What is being a grown up? How do you act your age?
Well the obvious answer is that you don’t. You just be who you be! Still, I get confused by it all. I’m fortunate to be told I don’t look 51 and since I’ve no intention of acting it (whatever IT might be) what’s the problem?
I, like most people as they get older still feel 23 inside, even though those days have clearly come and gone in the cold light of day. Over the years, I have gone from someone who was afraid of my own voice, to someone who feels the fear but says it anyway! I think I come across as strong, assertive and confident, but it’s all an act; it’s the learned ability to put on a brave face, right foot forward and stand up for what I believe. Inside, I’m a quivering wreck, wishing I could disappear behind the sheets in my bunkbed hideaway. That’s what getting older has done for me. It has made me someone who can front out the difficult times and blag their way through life with a bravado that people believe.
Being a grown up is just a big game of smoke-and-mirrrors.
When I’m home alone, I’m singing into the vacuum hose and leaping about to my favourite 80’s/90’s tunes. I still watch old DVDs of Ren & Stimpy and find them hilarious, even after the 157th viewing! I love (crunchy) peanut butter sandwiches and playing on the floor with my dog. I’d happily throw myself into a ball park and dive around screaming ‘Bazinga!’ if there was one around here. It’s almost as if I’m Benjamin(a) Button and the older I get, the more I regress.
And yet after all of that, I get up every weekday morning and make my way into a highly pressurised working environment; maintaining a professional and decisive demeanour. I’m sitting at my desk dealing with aggro and incompetence. Benjamina is lounging in front of a dinosaur movie, eating donuts and deciding which fancy dress costume to create for next weeks party.

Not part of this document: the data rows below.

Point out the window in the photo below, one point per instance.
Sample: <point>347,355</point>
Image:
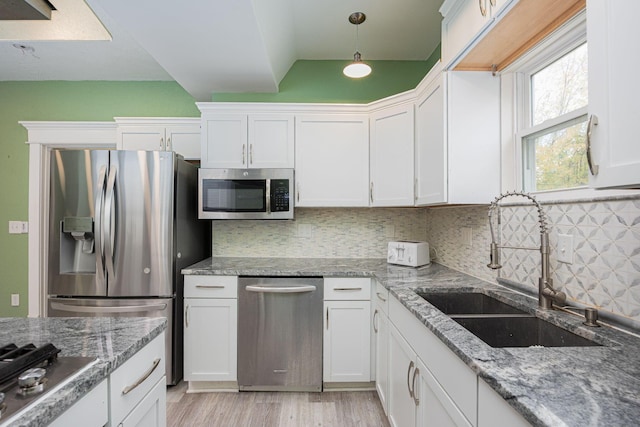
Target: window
<point>553,100</point>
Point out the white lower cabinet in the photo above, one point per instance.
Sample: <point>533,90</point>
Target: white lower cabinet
<point>347,331</point>
<point>137,389</point>
<point>210,330</point>
<point>428,384</point>
<point>494,411</point>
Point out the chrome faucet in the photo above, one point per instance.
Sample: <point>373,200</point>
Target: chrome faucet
<point>546,294</point>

It takes me ages to get ready to go out these days. Not because I’m perfecting my contouring, but because I’m still entrenched in Benjamina’s dress style, which makes it difficult to wear what she considers ‘grown up’ attire. I love the idea of gliding into a bar looking all gauche and elegant, but after a few twirls in front of the mirror in that dress it’s a brisk march back to the wardrobe and into the the old ‘tried and trusted’. Benjamina loves jeans and heavy jumpers; good for a night out at the local pub – not quite the get up for a sophisticated bar.
Benjamina craves to go to music festivals and dance until 5am, crowd surf at a sweaty gig, or sit up watching the sun rise with partygoers on a beach in some exotic location. She wants to do more and more exciting things to put some distance between her and the acceptance of boring middle age and grown up-ness. Although she only lives in my head, she is real – she is Me – and the influence she exerts is strong.

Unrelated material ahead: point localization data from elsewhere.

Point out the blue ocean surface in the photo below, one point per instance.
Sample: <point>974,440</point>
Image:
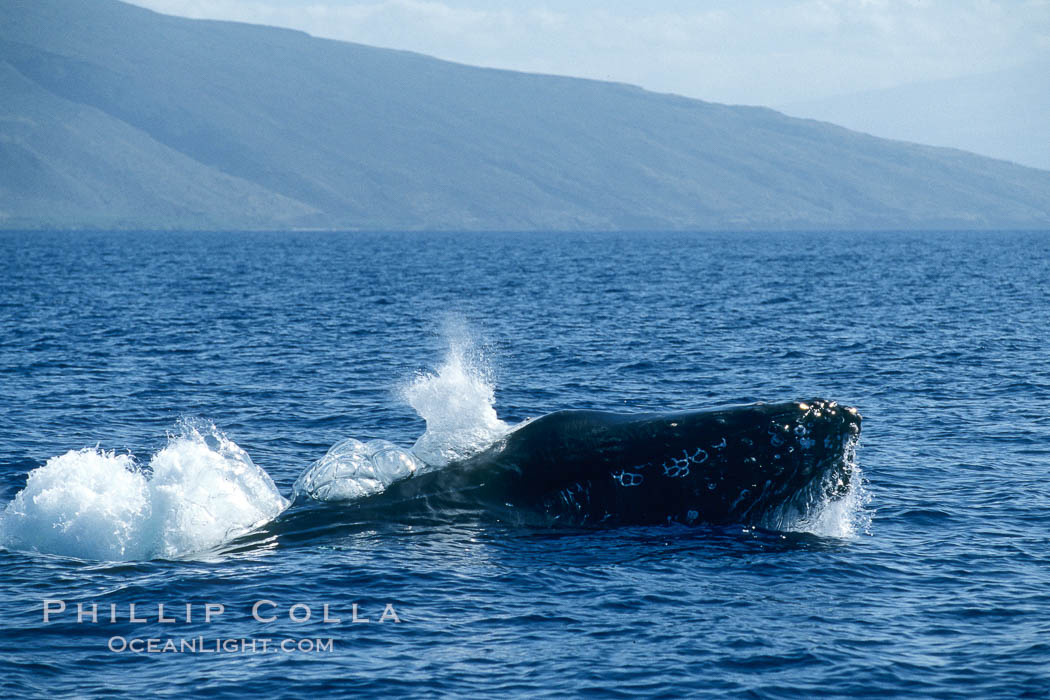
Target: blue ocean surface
<point>161,393</point>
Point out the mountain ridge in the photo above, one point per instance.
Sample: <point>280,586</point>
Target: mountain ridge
<point>118,117</point>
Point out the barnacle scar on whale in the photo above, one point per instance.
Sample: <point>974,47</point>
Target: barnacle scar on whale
<point>758,464</point>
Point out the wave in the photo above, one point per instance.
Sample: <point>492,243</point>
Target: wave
<point>197,492</point>
<point>457,402</point>
<point>203,490</point>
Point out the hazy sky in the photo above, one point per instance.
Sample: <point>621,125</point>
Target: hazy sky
<point>744,51</point>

This resistance to embrace Maturity is like a wall which I don’t know how to breach. With Benjamina as strong as ever in my psyche, I just can’t seem to feel like a bonefide grown up although I competently act the part in the outside world. I’m independent, have a good job, am a home-owner and moving through life making my own decisions, but still feel like I’m pretending.
Maybe being grown up is just an exercise in keeping our individual Benjamina’s in line – just some are better at it than others.